Dana Mobil Dinas Rp8,5 Miliar Dikembalikan, Baharuddin: Harus Dibahas di APBD Perubahan

RAIDMEDIA, SAMARINDA – Polemik anggaran mobil dinas Gubernur Kalimantan Timur senilai Rp8,5 miliar yang sempat menuai sorotan publik kini memasuki babak lanjutan. Anggota Badan Anggaran (Banggar) DPRD Kalimantan Timur, Baharuddin Demmu, memastikan dana tersebut telah dikembalikan ke kas daerah dan akan diproses melalui mekanisme Anggaran Pendapatan dan Belanja Daerah (APBD) Perubahan.
Baharuddin menegaskan, anggaran yang sudah masuk kembali ke kas daerah tidak bisa serta-merta digunakan tanpa melalui pembahasan formal sesuai ketentuan peraturan perundang-undangan.
“Kalau sudah dikembalikan ke kas daerah, tentu nanti masuknya di APBD Perubahan. Itu menjadi dana yang tidak terpakai atau sisa pekerjaan, dan dibahasnya saat pembahasan APBD Perubahan,” ujarnya, dikutip dari Kaltimedia, Senin (2/3/2026).
Ia menjelaskan, satu-satunya cara untuk menggunakan kembali dana tersebut adalah melalui mekanisme perubahan anggaran. Proses itu akan melibatkan Badan Anggaran DPRD bersama Tim Anggaran Pemerintah Daerah (TAPD).
“Cuma itu caranya untuk bisa menggunakan uang itu kembali. Pasti Banggar dan pihak perangkat daerah juga mendiskusikannya lagi saat pembahasan,” tegasnya.
Dengan demikian, tidak ada ruang bagi penggunaan dana Rp8,5 miliar tersebut secara langsung tanpa persetujuan dan pembahasan resmi dalam forum anggaran.
Baharuddin menilai polemik ini harus menjadi bahan evaluasi bersama, khususnya dalam perencanaan dan penganggaran daerah. Ia menekankan pentingnya peran TAPD yang diketuai Sekretaris Daerah serta melibatkan sejumlah Organisasi Perangkat Daerah (OPD), bersama Banggar DPRD dalam setiap proses penyusunan anggaran.

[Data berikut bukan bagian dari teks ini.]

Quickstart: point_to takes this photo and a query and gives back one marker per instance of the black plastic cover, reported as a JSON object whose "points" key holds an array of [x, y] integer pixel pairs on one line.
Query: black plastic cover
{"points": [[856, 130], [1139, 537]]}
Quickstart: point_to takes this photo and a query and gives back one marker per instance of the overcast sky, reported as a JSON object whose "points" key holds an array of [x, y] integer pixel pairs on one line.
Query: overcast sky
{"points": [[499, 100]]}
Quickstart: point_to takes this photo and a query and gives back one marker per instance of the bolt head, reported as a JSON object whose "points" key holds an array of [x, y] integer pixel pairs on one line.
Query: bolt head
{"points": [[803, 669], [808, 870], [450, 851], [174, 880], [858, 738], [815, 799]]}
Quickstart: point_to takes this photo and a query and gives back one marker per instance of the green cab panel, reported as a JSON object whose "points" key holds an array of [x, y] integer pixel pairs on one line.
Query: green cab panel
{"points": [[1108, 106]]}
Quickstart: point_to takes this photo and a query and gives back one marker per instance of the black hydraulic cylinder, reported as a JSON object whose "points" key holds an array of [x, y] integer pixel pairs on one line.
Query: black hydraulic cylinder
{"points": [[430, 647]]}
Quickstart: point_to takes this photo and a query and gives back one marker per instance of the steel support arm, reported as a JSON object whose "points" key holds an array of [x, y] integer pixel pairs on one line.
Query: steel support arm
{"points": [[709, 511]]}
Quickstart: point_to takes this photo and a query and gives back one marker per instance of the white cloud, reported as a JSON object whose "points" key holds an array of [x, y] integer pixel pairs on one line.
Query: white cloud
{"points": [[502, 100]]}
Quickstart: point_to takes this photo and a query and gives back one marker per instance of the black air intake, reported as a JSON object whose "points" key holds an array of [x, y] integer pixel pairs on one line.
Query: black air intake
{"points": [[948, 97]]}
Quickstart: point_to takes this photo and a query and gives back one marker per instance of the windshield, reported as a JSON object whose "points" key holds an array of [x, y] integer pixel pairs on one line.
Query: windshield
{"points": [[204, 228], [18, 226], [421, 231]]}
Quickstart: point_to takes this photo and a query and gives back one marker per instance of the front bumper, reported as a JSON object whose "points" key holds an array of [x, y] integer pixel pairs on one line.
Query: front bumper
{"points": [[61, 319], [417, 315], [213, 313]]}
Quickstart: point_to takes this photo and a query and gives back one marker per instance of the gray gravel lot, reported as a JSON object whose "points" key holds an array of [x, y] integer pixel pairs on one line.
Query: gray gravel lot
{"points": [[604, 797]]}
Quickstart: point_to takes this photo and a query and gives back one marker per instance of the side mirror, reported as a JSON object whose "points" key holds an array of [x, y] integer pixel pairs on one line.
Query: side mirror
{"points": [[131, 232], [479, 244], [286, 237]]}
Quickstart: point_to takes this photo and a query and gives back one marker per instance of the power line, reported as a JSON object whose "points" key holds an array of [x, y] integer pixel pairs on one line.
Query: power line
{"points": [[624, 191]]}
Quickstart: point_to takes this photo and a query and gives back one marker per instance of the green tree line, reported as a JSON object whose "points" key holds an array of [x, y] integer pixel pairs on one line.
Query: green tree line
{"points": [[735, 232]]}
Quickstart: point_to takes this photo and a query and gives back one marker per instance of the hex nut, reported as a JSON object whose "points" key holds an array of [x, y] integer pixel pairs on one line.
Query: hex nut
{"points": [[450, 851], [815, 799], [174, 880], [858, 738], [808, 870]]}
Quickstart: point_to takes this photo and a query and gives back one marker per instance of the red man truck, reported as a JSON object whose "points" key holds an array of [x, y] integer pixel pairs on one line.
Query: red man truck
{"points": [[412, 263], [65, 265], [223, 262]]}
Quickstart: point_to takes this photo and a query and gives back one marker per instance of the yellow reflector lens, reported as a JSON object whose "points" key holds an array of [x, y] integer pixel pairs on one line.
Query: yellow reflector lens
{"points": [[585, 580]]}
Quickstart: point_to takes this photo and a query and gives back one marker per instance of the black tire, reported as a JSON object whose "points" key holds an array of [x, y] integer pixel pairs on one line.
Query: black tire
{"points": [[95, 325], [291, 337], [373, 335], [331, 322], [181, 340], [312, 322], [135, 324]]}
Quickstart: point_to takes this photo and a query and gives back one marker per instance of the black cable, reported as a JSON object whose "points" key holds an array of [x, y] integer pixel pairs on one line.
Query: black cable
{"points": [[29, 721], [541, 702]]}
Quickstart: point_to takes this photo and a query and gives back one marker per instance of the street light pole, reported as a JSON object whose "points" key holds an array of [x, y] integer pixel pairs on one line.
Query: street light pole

“Yang paling penting kita ingatkan adalah peran TAPD yang diketuai Sekda dan beberapa OPD, juga teman-teman di Badan Anggaran, termasuk pimpinan,” katanya.
Menurutnya, ke depan diperlukan koordinasi dan transparansi yang lebih kuat agar setiap item anggaran benar-benar melalui pembahasan yang matang serta diketahui secara menyeluruh oleh pihak terkait.
Dengan dana yang telah kembali ke kas daerah, keputusan akhir terkait alokasinya akan ditentukan dalam pembahasan APBD Perubahan mendatang. Forum tersebut akan menjadi penentu apakah anggaran Rp8,5 miliar itu dialihkan untuk program prioritas lain atau tetap tercatat sebagai sisa anggaran.
Baharuddin menegaskan, polemik ini menjadi pengingat bahwa setiap kebijakan anggaran daerah membutuhkan pengawasan ketat, komunikasi solid, serta tanggung jawab kolektif antara eksekutif dan legislatif.